See follow-up story: Dell: Windows refund yes, Windows refund policy no

With few laptops available without the so-called "Microsoft tax", Windows refund requests have long been a slow movement among Linux community organizers. A few Linux users have reported success, but most laptop vendors have refused to honor the refund clause in Microsoft's End User License Agreement (EULA) unless the user returns the entire laptop. A Dell spokesperson was not aware of any policy change.

The online version of the Microsoft Windows XP Home Edition EULA states, "You agree to be bound by the terms of this EULA by installing, copying, or otherwise using the software. If you do not agree, do not install, copy, or use the software; you may return it to your place of purchase for a full refund, if applicable."

The language in the version that Mitchell received was slightly different. It read, "If you do not agree to the terms of this EULA, you may not use or copy the software, and should promptly contact manufacturer for instructions on return of the unused product(s) for a refund in accordance with manufacturer's return policies."

Mitchell ordered his Dell laptop on Oct. 21, and it arrived on Oct. 27. He sent a postal letter requesting a refund to Dell's Bracknell, UK office on Nov. 1, received a phone call two days later, and his refund today, he says.
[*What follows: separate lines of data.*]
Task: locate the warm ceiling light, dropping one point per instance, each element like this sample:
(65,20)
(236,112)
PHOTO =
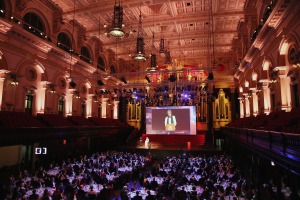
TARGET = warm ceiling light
(116,29)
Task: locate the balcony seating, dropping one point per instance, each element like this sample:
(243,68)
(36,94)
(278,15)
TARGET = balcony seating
(54,120)
(80,121)
(181,140)
(19,119)
(107,122)
(279,121)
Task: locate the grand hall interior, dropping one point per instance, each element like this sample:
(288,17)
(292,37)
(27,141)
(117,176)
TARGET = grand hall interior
(149,99)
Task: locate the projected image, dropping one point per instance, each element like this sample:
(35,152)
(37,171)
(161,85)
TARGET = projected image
(171,120)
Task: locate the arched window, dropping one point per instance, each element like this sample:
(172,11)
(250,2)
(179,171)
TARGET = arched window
(113,69)
(64,42)
(101,64)
(34,24)
(85,54)
(2,9)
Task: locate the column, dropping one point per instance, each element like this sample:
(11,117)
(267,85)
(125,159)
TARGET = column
(69,101)
(40,98)
(241,107)
(255,103)
(247,107)
(1,90)
(103,107)
(266,95)
(115,109)
(89,103)
(285,90)
(210,103)
(232,103)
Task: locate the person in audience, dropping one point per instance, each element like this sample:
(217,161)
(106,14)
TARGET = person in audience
(149,196)
(46,195)
(34,196)
(137,196)
(176,177)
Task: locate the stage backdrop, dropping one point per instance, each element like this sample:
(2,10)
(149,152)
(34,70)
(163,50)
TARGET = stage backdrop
(185,118)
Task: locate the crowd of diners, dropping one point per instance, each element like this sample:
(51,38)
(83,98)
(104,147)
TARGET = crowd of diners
(123,175)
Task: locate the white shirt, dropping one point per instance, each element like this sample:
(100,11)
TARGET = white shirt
(168,120)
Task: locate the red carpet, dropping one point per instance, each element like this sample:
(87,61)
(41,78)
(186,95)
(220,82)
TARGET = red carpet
(168,140)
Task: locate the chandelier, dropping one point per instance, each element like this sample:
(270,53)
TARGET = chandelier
(116,30)
(140,50)
(153,63)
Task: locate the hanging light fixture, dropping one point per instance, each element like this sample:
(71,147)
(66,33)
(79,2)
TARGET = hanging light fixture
(140,50)
(168,58)
(153,62)
(116,29)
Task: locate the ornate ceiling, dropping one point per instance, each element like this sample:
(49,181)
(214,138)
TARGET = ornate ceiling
(186,25)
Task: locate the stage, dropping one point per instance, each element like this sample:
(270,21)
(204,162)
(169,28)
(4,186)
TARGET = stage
(200,142)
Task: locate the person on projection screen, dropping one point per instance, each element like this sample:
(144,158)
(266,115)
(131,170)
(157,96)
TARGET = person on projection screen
(170,121)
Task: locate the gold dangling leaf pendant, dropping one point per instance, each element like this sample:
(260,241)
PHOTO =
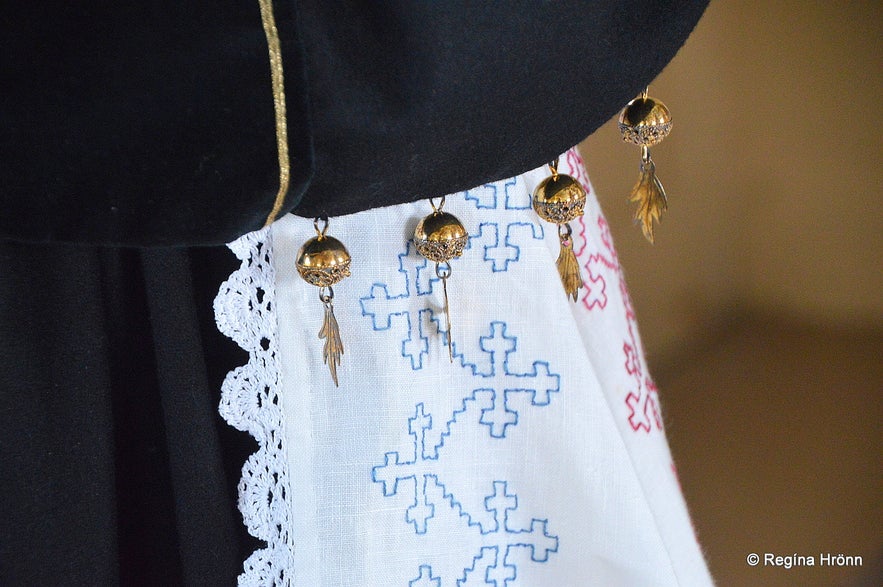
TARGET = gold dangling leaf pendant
(333,344)
(568,266)
(650,196)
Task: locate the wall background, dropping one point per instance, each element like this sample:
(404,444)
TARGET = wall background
(761,303)
(774,172)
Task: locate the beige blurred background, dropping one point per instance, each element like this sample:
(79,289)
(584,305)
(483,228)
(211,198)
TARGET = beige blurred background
(761,303)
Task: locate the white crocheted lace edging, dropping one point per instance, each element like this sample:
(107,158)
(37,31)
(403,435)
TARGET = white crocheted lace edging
(245,311)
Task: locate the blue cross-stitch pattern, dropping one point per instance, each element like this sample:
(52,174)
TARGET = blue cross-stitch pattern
(418,276)
(500,241)
(489,401)
(493,564)
(425,579)
(500,255)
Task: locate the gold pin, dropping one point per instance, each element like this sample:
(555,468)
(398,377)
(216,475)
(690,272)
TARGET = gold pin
(560,198)
(441,237)
(323,261)
(645,121)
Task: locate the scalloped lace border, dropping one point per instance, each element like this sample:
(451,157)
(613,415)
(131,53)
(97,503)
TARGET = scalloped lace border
(245,311)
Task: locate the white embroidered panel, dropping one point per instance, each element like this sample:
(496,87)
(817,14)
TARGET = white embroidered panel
(536,458)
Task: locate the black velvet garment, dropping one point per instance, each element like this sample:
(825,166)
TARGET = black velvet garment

Dell has not yet requested that Mitchell return his Microsoft hologram sticker or any other materials bundled with the system. The laptop did not come with a Windows CD.

Mitchell was careful to document that he did not run the Microsoft product or accept the EULA. "I booted the laptop, then photographed every step of the boot process up to and including clicking on the XP 'no I don't accept' button. I also scrolled through each page of the EULA, taking a photo of each page," he wrote in an e-mail interview.